When Joseph Kloka agreed to mind the family business while his parents took a much-needed vacation in 1971, he thought it would only be for a month. “I’d just gotten out of the military, and I’d worked part-time on the shop floor during high school and while I was in college at the University of Detroit, so I figured I could step in and help out for awhile,” he recalls. “I had no intention of joining the company, but by the time they got back home I’d fallen in love with the place, which was a real surprise.”
Thirty-four years later, Kloka is president of a company that was founded in 1920 when his grandfather, who was also named Joseph, and Alfred Underwood–the two had worked together at the Detroit Bevel Gear Company — took parts of their last names to form Ka-Wood Gear & Machine Co. Not long after, the Kloka family bought out Underwood’s shares, so it has been a family owned business for the vast majority of its 85-year history.

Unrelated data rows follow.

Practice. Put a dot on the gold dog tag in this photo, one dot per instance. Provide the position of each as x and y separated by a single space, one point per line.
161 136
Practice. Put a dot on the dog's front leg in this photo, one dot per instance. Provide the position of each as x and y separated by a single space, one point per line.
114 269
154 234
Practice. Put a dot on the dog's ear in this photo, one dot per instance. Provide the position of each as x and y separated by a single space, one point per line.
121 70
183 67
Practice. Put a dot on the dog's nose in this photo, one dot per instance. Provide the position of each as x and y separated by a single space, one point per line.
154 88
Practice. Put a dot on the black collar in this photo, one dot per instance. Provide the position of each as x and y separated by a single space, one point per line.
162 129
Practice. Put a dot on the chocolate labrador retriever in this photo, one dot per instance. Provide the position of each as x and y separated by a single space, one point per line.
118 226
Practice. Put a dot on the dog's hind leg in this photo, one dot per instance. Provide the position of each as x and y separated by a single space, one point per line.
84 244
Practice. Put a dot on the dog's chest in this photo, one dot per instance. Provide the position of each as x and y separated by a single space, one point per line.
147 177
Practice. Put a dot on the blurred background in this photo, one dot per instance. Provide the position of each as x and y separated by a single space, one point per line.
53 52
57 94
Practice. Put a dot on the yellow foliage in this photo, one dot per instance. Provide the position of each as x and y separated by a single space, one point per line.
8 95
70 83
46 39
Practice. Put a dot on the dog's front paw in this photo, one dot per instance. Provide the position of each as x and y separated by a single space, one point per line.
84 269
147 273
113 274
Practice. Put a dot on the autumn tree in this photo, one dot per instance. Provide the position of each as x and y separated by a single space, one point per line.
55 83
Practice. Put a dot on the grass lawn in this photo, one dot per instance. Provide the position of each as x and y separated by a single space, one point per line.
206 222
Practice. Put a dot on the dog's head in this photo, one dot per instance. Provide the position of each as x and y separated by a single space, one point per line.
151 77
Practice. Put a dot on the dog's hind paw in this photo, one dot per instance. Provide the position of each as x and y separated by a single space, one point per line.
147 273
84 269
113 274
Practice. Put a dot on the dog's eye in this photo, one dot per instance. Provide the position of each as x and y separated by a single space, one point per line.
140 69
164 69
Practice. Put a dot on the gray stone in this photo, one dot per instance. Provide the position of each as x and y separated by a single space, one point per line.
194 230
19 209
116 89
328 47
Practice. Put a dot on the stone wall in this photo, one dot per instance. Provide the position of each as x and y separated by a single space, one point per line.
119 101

As is the case with many companies of a certain vintage, Ka-Wood got its start in a two-car garage, where it remained for more than two decades before Kloka’s father built a new facility in 1941. It was still a fairly rudimentary operation, though, with a small collection of bevel gear equipment and a lathe. “It had a main drive shaft running through the shop, and all of the machines ran off of a belt,” Kloka says. “But my father, who’d taken things over from my grandfather some years before, worked hard to build a name for the company, and things really took off during World War II.”
Designated as a “critical industry,” Ka-Wood began landing government contracts — producing tank parts, among other things — and Kloka’s father was given a military deferment so that he could continue guiding the company’s efforts. He remained in that capacity for decades, working tirelessly until his son joined him to share the workload, eventually taking over the reigns himself. Over the years Kloka has seen a number of changes in the industry the company serves.

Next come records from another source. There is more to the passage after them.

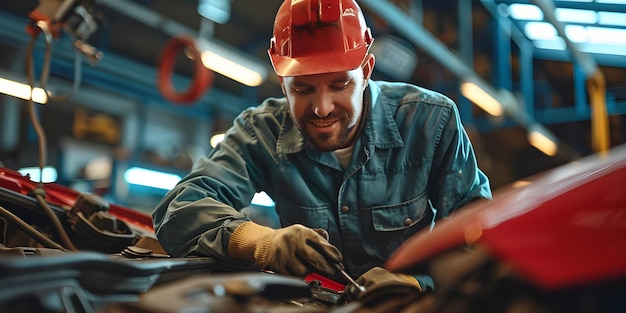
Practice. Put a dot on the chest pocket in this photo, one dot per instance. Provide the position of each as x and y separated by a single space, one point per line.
293 213
399 216
393 224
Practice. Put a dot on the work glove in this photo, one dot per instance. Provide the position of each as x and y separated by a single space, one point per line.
380 283
293 250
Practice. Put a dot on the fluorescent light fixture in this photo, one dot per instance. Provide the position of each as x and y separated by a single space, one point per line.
231 64
540 139
217 11
525 12
150 178
557 44
22 91
262 199
48 175
576 33
540 31
576 16
215 139
482 98
611 18
605 35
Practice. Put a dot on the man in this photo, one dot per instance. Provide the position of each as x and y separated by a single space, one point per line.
354 166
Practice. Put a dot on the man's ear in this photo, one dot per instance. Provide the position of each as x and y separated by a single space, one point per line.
282 85
368 66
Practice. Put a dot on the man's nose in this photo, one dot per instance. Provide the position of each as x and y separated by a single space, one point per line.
323 104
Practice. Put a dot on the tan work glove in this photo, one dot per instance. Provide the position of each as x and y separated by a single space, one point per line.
293 250
382 284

“Back in the sixties and seventies, the machine tool industry in the Detroit area was huge,” he says from the company’s headquarters in Madison Heights, Michigan, “and that probably made up 90 percent of our customer base. But with all of the consolidations, that’s been dying off slowly, so we’ve branched out into other areas.”
Recent equipment purchases have allowed the company to offer services including gear grinding and rack cutting, and it is capable of producing parts from 1/8″ to 150″ in diameter–“we can handle anything from fixing a broken lawnmower or tractor all the way up to manufacturing aerospace parts,” Kloka says. And while many of its customers are still found in and around Detroit, it also has accounts in Illinois, Ohio, Indiana, South Carolina, Texas, and Canada. With such a long history, Ka-Wood enjoys an excellent reputation, with much of its business arriving via “word of mouth,” Kloka says. He manages a number of those customers himself, along with his son in law, Don Carlson, and Lenny Tuttle.
A 1990 graduate of the University of Illinois, where he studied economics and business, Carlson took a job with Dow Chemical where he met Tanya Kloka, who was also working for the company as an intern. “She graduated in 1993 and accepted a position with Arthur Anderson — we’re both CPAs — and after we were married in 1994, Joe approached us about joining Ka-Wood,” he says. “Tanya and I were actually thinking about starting a company of our own, so this sounded like the perfect opportunity for us to work together and help build the family business.”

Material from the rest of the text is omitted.